Liver fibrosis is a major public health problem and its burden continues to grow worldwide due to an increase in its main etiological factors: harmful alcohol consumption and non-alcoholic fatty liver disease (NAFLD) (Pimpin L, et al. J. Hepatol, 2018). The liver has a remarkable capacity to regenerate, however, if the healing does not proceed normally, chronic liver inflammation leads to fibrosis, cirrhosis, and the development of liver cancer called hepatocellular carcinoma (Pimpin L, et al. J. Hepatol, 2018). There is no specific treatment for fibrosis other than removing the underlying etiological agent (e.g. alcohol, losing weight), but this is not easily achieved in all the patients. However, among patients exposed to a hepatotoxic injury such as alcohol or metabolic syndrome, as many as 20% will develop liver fibrosis, partly due to host, environmental and genetic factors (EASL, 2018).

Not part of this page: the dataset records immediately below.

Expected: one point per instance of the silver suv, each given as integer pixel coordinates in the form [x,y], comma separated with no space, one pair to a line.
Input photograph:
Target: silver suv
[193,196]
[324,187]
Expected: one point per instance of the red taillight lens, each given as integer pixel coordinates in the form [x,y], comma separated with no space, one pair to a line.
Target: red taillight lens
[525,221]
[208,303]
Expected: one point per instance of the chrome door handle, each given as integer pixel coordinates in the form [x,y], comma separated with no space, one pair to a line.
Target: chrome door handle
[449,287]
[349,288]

The molecular mechanisms leading to liver fibrosis are complex and involve an interplay between multiple cells including immune, vessel (called endothelial), and supporting ( called mesenchymal) cells located within areas of scarring, termed the fibrotic niche. The use of techniques that study the genetic material inside the cells (like single-cell RNA sequencing techniques) has increased our understanding of hepatic homeostasis in fibrosis by identifying different specific cell subpopulations (endothelial cells, macrophages and collagen-producing mesenchymal cells) that interact spatiotemporally to drive fibrosis within the fibrotic niche (Ramachandran P, et al. Nature, 2019).

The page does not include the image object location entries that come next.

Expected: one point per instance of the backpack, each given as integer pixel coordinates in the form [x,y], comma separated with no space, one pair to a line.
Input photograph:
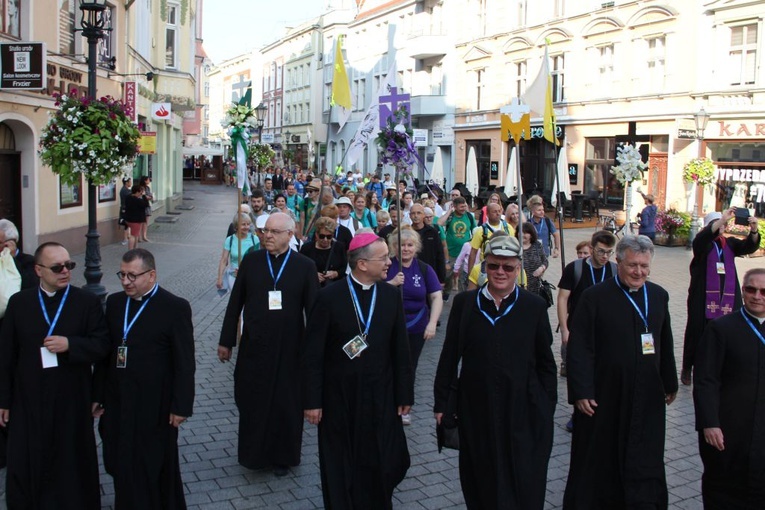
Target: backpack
[579,267]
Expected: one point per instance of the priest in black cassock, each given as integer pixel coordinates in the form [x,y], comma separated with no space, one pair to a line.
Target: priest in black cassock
[713,291]
[276,287]
[358,381]
[507,387]
[50,338]
[621,377]
[728,389]
[144,389]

However, the drivers of these particular cellular phenotypes and why fibrosis develops only in a subset of patients are concepts that are not yet fully understood. In recent years, there has been an increasing body of data suggesting that the microbiome (which encompasses the microorganisms inside the body: bacteria, fungi, and viruses) can modify liver homeostasis. The microorganisms and microbial-derived compounds that reach the liver (as the liver is connected to the gut directly through the portal vein) are rapidly recognized by liver cells. Activation of these cells, leads to hepatic inflammation and hepatocyte damage and in the end to liver fibrosis. This connection is often referred as the gut-liver axis. While normal microbiota prevents liver fibrosis in mice (Mazagova M, et al. FASEB J. 2015), in different liver diseases that develop fibrosis, there are alterations in the composition and function of the gut microbiota and of microbial-derived metabolites, that drive the individual susceptibility to develop liver inflammation (Llopis M, et al. Gut, 2016). Moreover, in animal models, manipulation of the gut microbiota using antibiotics or prebiotics, decreases liver fibrosis, suggesting the existence of fibrosis-associated intestinal microbiota (Seki, E. et al. Nat. Med, 2007, Llorente, C. et al. Nat. Comm., 2017, Kisseleva T, et al. Nat Rev Gastroenterol Hepatol., 2021).
The key objective of my project is to gain a comprehensive understanding of how microbiota modifies liver homeostasis and contributes to liver fibrosis using analysis of the network perturbation in disease, coupled with microbiome experimental techniques.